Configure data types

Overview

Certain Data Management tools (such as Flat File Input, CSV Input, and Calculate) require that you define data types. You select the type from a list and specify details specific to the chosen field type as well as an optional Format string, which controls the formatting and scanning of data to and from text.

Format strings

Format strings are used to control the formatting and scanning of data to and from text. For formatting, they precisely specify the output format of a datum including any non-data formatting characters. In scanning, the format is interpreted more loosely, generally controlling the order in which components of data are scanned, and skipping over non-data characters.

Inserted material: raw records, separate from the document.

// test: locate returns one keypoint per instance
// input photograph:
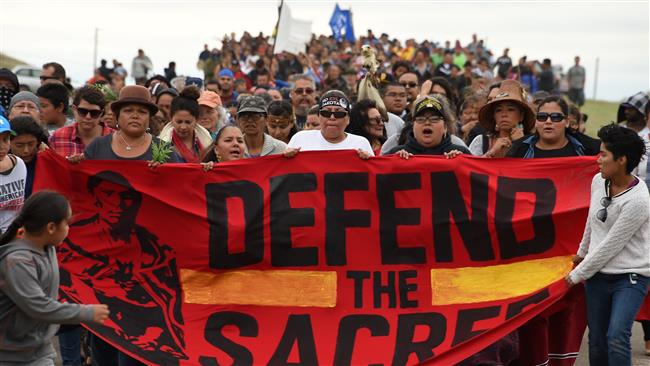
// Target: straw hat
(510, 91)
(134, 94)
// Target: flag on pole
(293, 34)
(341, 23)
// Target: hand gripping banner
(320, 259)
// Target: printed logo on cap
(428, 103)
(335, 101)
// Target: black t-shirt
(567, 150)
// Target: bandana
(5, 96)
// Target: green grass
(9, 62)
(600, 113)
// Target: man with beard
(251, 119)
(88, 107)
(631, 114)
(303, 97)
(111, 257)
(25, 104)
(226, 85)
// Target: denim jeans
(612, 304)
(70, 345)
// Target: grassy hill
(9, 62)
(600, 113)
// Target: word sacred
(299, 333)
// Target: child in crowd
(29, 283)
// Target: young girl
(614, 255)
(228, 145)
(29, 283)
(13, 174)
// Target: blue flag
(340, 22)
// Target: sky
(616, 33)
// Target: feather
(367, 86)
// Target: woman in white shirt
(334, 116)
(614, 255)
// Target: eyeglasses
(555, 117)
(253, 117)
(396, 95)
(304, 91)
(328, 114)
(602, 213)
(94, 113)
(432, 119)
(375, 121)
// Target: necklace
(128, 146)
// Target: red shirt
(65, 141)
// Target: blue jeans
(70, 345)
(612, 304)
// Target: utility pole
(95, 51)
(596, 77)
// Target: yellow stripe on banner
(480, 284)
(267, 288)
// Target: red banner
(320, 259)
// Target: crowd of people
(431, 99)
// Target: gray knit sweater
(29, 310)
(621, 244)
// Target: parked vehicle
(28, 77)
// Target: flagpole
(277, 25)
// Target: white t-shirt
(12, 193)
(314, 140)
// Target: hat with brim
(510, 91)
(134, 94)
(252, 104)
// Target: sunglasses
(304, 91)
(375, 120)
(409, 85)
(555, 117)
(328, 114)
(602, 213)
(94, 113)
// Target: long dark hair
(187, 100)
(359, 120)
(208, 154)
(40, 209)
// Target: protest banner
(321, 259)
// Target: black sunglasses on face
(409, 85)
(602, 213)
(304, 91)
(555, 117)
(94, 113)
(328, 114)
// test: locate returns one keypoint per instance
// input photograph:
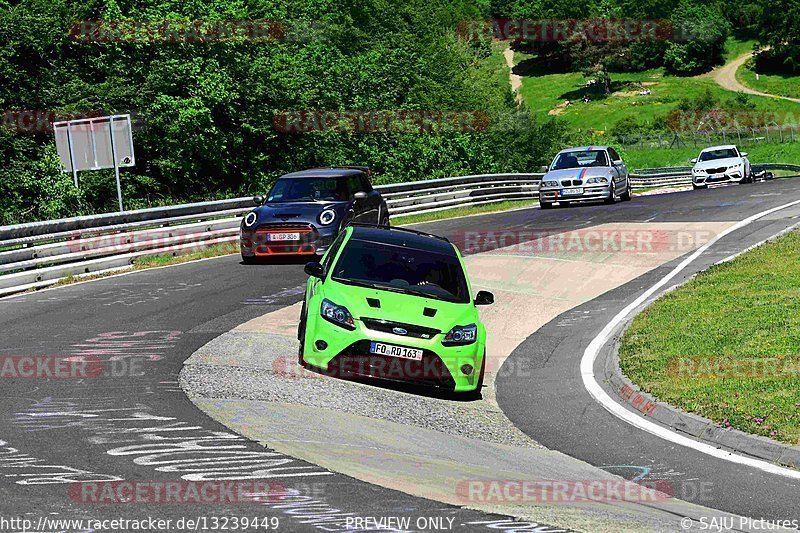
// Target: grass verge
(787, 152)
(726, 345)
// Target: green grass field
(545, 93)
(727, 344)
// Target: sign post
(94, 144)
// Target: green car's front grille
(356, 361)
(411, 330)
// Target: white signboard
(94, 144)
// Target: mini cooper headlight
(250, 219)
(337, 314)
(461, 335)
(327, 216)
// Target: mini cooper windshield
(308, 190)
(401, 269)
(580, 159)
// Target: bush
(700, 41)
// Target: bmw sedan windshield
(400, 269)
(580, 159)
(307, 190)
(724, 153)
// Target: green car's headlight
(461, 335)
(337, 314)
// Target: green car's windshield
(400, 269)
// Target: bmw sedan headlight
(327, 216)
(337, 314)
(461, 335)
(250, 219)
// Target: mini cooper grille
(284, 226)
(386, 326)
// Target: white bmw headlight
(327, 216)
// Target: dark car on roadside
(304, 211)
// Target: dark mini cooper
(304, 211)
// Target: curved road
(137, 425)
(725, 76)
(554, 408)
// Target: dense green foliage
(205, 109)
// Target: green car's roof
(400, 237)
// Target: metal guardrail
(42, 253)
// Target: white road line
(608, 403)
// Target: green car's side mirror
(315, 270)
(484, 298)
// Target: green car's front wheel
(301, 336)
(479, 385)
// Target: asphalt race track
(137, 424)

The format strings are bound to the data type. This means that the record schemas themselves contain all of the information necessary to format data into textual output files (CSV, Flat File, and XML). Some functions for formatting data values also specify format strings directly for the conversion. For example, the ScanDateTime and StrictScanDateTime functions use different sets of symbols and patterns to define format strings for DateTime values.

You can use Data Management's Data type dialog to define different format strings for converting to and from text. Select Formats to view format strings available for the selected Data type.

Format is used when converting to text. Scan is used when converting from text. If Scan is undefined, Format is used instead.

Flat format is used for formatting data being that is read from or written to flat files.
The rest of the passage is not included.